After those thoughts, I went with a Core Quad Q9300, and it seems to work really well. Everything seems to run smooth as butter, even when I'm transcoding a video in the background, messing with some database queries or when an obnoxious Flash app tries to leap out of a webpage and eat the machine. Having four hungry cores does tend to hammer the hard drive when things get busy and everything wants lots of IO, but I guess that's why I'll have to grab an SSD (or two) when they get a bit cheaper. To tide me over, I added a 1TB Caviar Black drive to the system, and shifted all my data files onto it, leaving the system and apps on the Raptor. This divides the load, leaving me to happily mess about with files on my data drive without causing my system drive to chunk.

While I planned ahead with a quad core CPU, I stuck with good old DDR2 memory. DDR3 is still very expensive, as are motherboards that support it. I'm not sure why I picked DDR2-800 though - my Gigabyte GA-EP45-DS3L board certainly supports DDR2-1066, so that might've been a bit of an oversight. I wasn't brave enough to try Vista, so I was limited to a little under 4GB total RAM with 32 bit XP. This is actually fairly harsh, because my work SQL database is around 30GB and needs rather more memory than I have to run even remotely well. I really hope Windows 7 doesn't suck, as I'd really like to make the jump to 64-bit and smash through that silly memory limit. 16GB RAM sounds very comfortable from where I'm sitting.

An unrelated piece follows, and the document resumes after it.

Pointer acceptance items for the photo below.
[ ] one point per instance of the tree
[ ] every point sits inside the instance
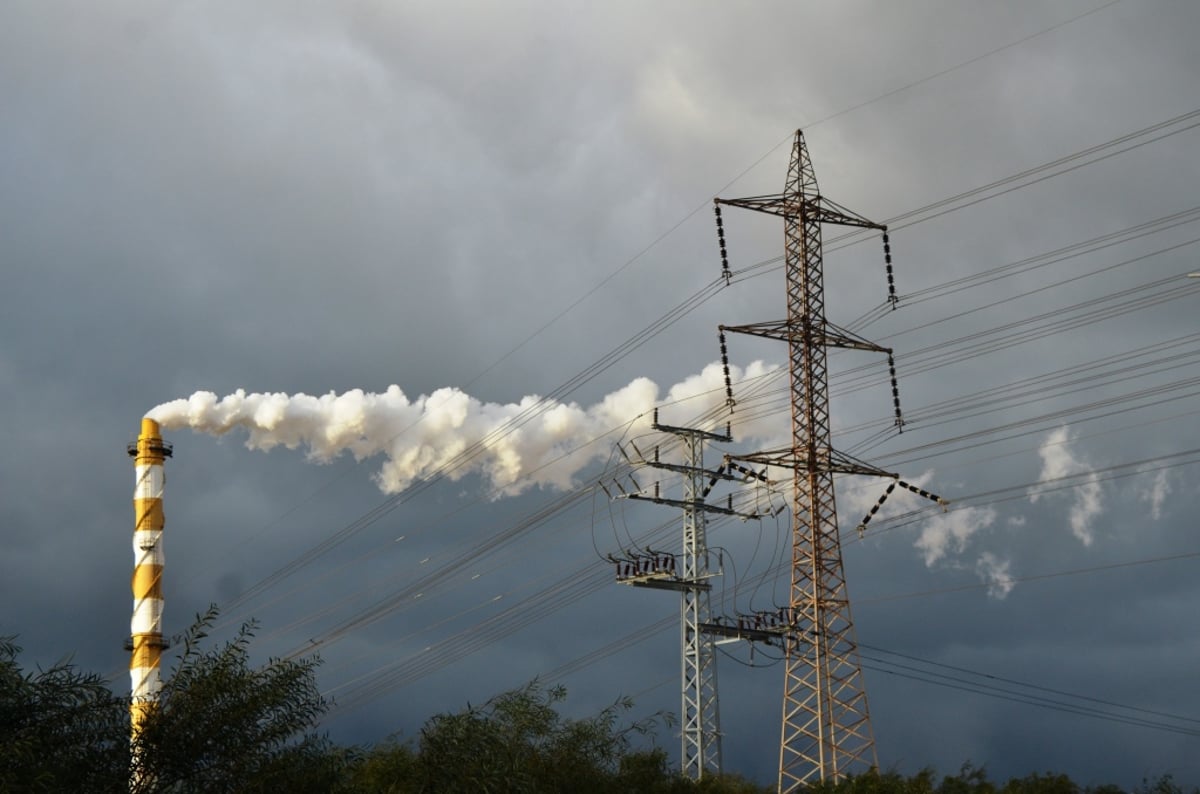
(60, 728)
(225, 726)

I grabbed a few other bits and bobs during the year, although not all of them worked out. I tried Microsoft Habu and Razer Salmosa mice without success. I tried to clear some cables off my desk with a Silverstone FP34 internal card reader, but it looks like the interface from the reader slots is only USB1.1, so I might have to just throw that away. Notably absent from my workstation (named Bunk, after Bunk Moreland from The Wire) is a DVD drive of any description. I'm going to try and do without one for now - I'm going to use internal SATA drives for live storage, external USB2 drives for backups and moving big stuff around, and a couple of 8GB USB sticks for day to day files. The age of dividing my data into 4.7GB chunks, slowly burning them all to DVDs and then filing them away in CD folders is over, at least for me.

It's great to be back tinkering with a home desktop machine again, even though leaning over a computer case isn't really a pleasant position for me to be in at the moment. I'm not really interested in overclocking or wacky stuff like water cooling, but arranging components to improve the overall system is quietly rewarding, as well as being enormously nerdy. Plus it's cheaper than collecting antique cars.